Why do diagrams show a resistor between the sensor pin and the ground on the board rather than a resistor between the sensor pin and the board data input?
Is there no resistor between sensor and board due to the fact that these sensors act as resistors? Then, why do you need resistance to the ground on the board?
It's because resistors can't generate any voltage by themselves. Arduino requires a voltage input, so a resistive sensor can't generate by itself, any signal that the Arduino can read. The additional resistor provides a current, which when applied to the sensor resistor, produces a measurable voltage across the sensor, by Ohm's law E=IR where E is the output voltage, R is the sensor resistance, and I is the current injected by the auxiliary resistor.

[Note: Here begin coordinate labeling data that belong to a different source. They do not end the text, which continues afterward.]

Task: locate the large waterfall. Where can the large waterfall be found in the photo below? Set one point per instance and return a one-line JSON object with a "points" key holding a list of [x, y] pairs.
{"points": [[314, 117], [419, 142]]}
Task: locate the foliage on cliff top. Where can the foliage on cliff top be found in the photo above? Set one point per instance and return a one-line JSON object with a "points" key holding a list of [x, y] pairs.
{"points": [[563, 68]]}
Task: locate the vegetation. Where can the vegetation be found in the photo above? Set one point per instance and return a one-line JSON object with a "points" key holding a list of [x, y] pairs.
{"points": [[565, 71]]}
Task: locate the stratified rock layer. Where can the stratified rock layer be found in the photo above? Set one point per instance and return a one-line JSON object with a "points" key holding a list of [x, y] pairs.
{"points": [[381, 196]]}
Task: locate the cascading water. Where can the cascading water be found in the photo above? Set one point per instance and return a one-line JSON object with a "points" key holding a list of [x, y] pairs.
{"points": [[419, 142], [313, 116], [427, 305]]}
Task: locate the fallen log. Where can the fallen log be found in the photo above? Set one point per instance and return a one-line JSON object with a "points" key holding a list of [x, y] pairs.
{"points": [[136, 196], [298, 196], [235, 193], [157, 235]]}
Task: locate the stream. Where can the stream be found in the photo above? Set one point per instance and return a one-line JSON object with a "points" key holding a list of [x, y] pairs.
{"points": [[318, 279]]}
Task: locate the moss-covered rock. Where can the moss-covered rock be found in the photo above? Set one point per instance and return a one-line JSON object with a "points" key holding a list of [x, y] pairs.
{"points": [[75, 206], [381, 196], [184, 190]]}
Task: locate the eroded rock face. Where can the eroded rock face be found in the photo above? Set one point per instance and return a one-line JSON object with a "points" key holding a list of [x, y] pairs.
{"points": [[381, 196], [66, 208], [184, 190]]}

That's a simplification, since actually the two resistors interact and are said to be in a "resistive divider", but I gave you the more fundamental story.
If you look at the circuit:
You'll see the voltage at the analog input depends on the ratio of the sensor resistance and fixed resistor - analog inputs take no current, they just sense voltage.
As analog inputs take no current adding a resistor in series with them achieves nothing as there is no voltage across it (such a resistor can provide protection in a fault situation though, which can be useful - for instance 1k to 10k kind of value might be useful for external inputs that might exceed 5V by accident).
Although an analog input normally takes no current, it has (normally reverse-biased) protection diodes to prevent the voltage going outside the range 0..Vcc, and these cannot handle large currents.